The Purpose of a Medical Record
The primary purpose of a medical record, according to Medical News: “The Business of Healthcare, is to provide a complete and accurate description of the patient’s medical history. This includes medical conditions, diagnoses, the care, and treatment you provide, and results of such treatments. However, it can also be stated that there are five purposes of a Medical Records.”
According to the American Institute for Health Management, there are five purposes a Medical Record for several key reasons:
- Patient Care. A patient’s records provide the documented basis for planning patient care and treatment.
- Communication. A patient’s records are an important means by which physicians, nurses, and others communicate with one another about patient needs.
- Legal Documentation. A patient’s record becomes a legal document to that patient’s health and care.
- Billing and Reimbursement. A patient’s records provide documentation of what the patient has paid and what insurance has paid, and what services were rendered.
- Research and Quality Management. A patient’s records are used in many facilities for research purposes and for monitoring the quality of care
The Importance of a Medical Record
According to the National Library of Medicine:
“Medical records are used to track events and transactions between patients and health care providers. They offer information on diagnoses, procedures, labs tests and other services. Medical records help us measure and analyze trends in health care use, patient characteristics, and quality of care.” These records are also used by the legal community for litigation for accidents & injuries, medical malpractice, wrongful death along with other areas.
When all information is compiled, this forms a permanent account of a patient’s medical history. If the patient maintains their medical records, this should allow for a comprehensive report to allow your healthcare professional to provide you with the appropriate care.
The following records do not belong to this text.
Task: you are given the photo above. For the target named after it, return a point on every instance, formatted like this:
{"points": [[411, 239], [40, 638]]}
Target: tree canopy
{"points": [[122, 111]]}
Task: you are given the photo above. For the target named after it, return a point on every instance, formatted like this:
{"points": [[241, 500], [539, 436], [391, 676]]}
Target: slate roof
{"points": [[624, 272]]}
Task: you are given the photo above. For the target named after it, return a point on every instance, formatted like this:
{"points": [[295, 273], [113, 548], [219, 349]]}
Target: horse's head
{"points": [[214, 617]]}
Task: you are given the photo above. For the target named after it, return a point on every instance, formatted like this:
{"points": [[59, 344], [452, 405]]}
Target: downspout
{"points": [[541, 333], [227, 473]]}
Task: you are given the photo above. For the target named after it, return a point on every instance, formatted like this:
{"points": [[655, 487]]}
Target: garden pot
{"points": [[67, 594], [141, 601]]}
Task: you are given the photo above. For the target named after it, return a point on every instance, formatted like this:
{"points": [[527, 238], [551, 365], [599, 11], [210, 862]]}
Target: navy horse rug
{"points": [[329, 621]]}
According to the BridgeClinic, with the help of information technology, healthcare could become more cost-effective and facilitate improved patient outcomes.
- Safety can be increased
- Processes can be sped up
- Claims processing and reimbursement can be improved
- Effectiveness of therapies and treatments can be monitored and tracked
- With a growing amount of information, outcome predictions can be made
- From a legal point of few, liability is reduced as a result of increased oversight
- With IT, loss of information, errors and omissions can be significantly reduced
- Accurate documentation of initial assessments and progress improves quality assurance
- Methodical records of symptoms, diagnoses and treatments will greatly benefit the next healthcare professional involved and more importantly benefit the patient
Doctors, Nurses, and other healthcare providers are not the only ones that rely on a patient chart. Medical Billers and Coders also use a patients’ charts to generate medical claims. From there the information gathered is sent to insurance companies to collect for services rendered. Max Freedman, Contributing Writer from Business News Daily, states that without a comprehensive medical chart, it is virtually impossible for medical billers to effectively do their job.